The Canadian Mindset
Some months ago I made mention of “Andy”, a friend of mine who was raised in Chicago but moved to Ontario with his parents in the early 70s. He told me that over time, his exposure to Canadian culture transformed him in subtle ways. He suddenly noticed this after he saw a man by the road struggling to replace a flat tire. He pulled over to ask him if he could be of any help. When the man said “No”, Andy reflexively replied “I’m sorry”, and then drove away. Later he looked in the mirror and asked himself, “Why the hell did I say that I was sorry? I offered the man help for god sakes!”
But Andy’s emasculation was not as severe as he implied. It has become apparent that beneath this layer of Canadian meekness there still lies a bedrock of Americanism. Case in point.
After having taken care of this island community’s garbage disposal for many years, the mega American-based corporation “Industrial Waste Management” recently announced that they will be tripling their pick up fees. Quite a shock for all of us.
So how did island residents react? They did the Canadian thing. They complained to their political representatives in local and provincial governments. They wrote letters and made phone calls. One even started up a petition. After all, if there is a problem, it is the responsibility of government to solve it, right? Our elected representatives must hector a big corporation and demand that it reverse its new price structure (good luck on that).
But what did Andy do? He conducted a week of intensive research and developed a business plan to start up his own garbage disposal business. He took account of every cost factor, and calculated the profit margin he would need to make the business viable. Result? Within two weeks following Industrial Waste Management’s rate hike announcement, he is on the brink of making the business operational.
The relevant question to be asked here is not why it took the likes of him to step up and fill a need, but why 2500 Canadians on the island didn’t.
Answer: Most of us have been raised and conditioned by a culture of dependency. The can-do spirit of risk and initiative that built this country has been bred out of us. We not only trust government, but rely upon it. And if any of us have the ambition to start up a project, we first apply for a grant. It should come as no surprise that composing grant applications has become a major business.
So if you are puzzled by our shocking embrace of authoritarianism and our easy seduction by free-lunch promises, don’t be. Justin Trudeau did not impose it on us, he only exploited our appetite for it. The sad truth is that we want someone to take care of us, especially in an emergency. Real or contrived.

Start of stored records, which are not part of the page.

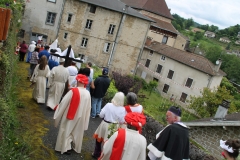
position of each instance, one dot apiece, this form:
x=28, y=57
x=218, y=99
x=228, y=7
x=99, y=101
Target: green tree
x=207, y=104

Sociologist Karl Mannheim once remarked that to be successful, revolutionaries must draw upon currents that already run through the society they wish to remake. In Canada, the current of deference, obedience, passivity, credulity and dependence runs wide and deep. Whilst America’s constitutional motto was “Life, Liberty and the Pursuit of Happiness”, Canada’s was “Peace, Order and Good Government”.
That should not come as a surprise because our “founding fathers” were counter-revolutionaries who sought refuge in what remained of British North America after the Yanks defeated them. We adopted the top-down British model of governance, where our “betters” would be trusted to rule in our best interests. “Government knows best” or “the CBC knows best” is baked into our cultural DNA.
That assumption, my friends, is why we are f****d. Our socio-economic and ecological system is unravelling, and when it collapses, we will find ourselves helpless, largely because we never grew up. We never learned to think or take care of ourselves. Ask any prison warden or parole officer. Releasing a convict who has been in the can for a decade or two can be a mixed blessing. Freedom can be challenging for anyone who hasn’t had to rely on himself.
I hate to say it, but what Canadians need is a hard kick in the ass.
I am not talking about abandoning social responsibility or pursuing a model of rugged individualism and dog-eat-dog capitalism, but a return to the kind of self-reliant community that my parents and grandparents knew. During the war, my parents had their own farm, but they helped other farmers, and received help from them in return when the need arose. They did not sit around waiting for a government grant. If a neighbour needed to raise a barn, the community joined in.
According to today’s prevailing narrative, those were the Dark Days when Canada was rife with “toxic masculinity” “homophobia”, “racism”, “micro-aggressions”, free speech and patriotism. What a nightmare that must have been. LOL.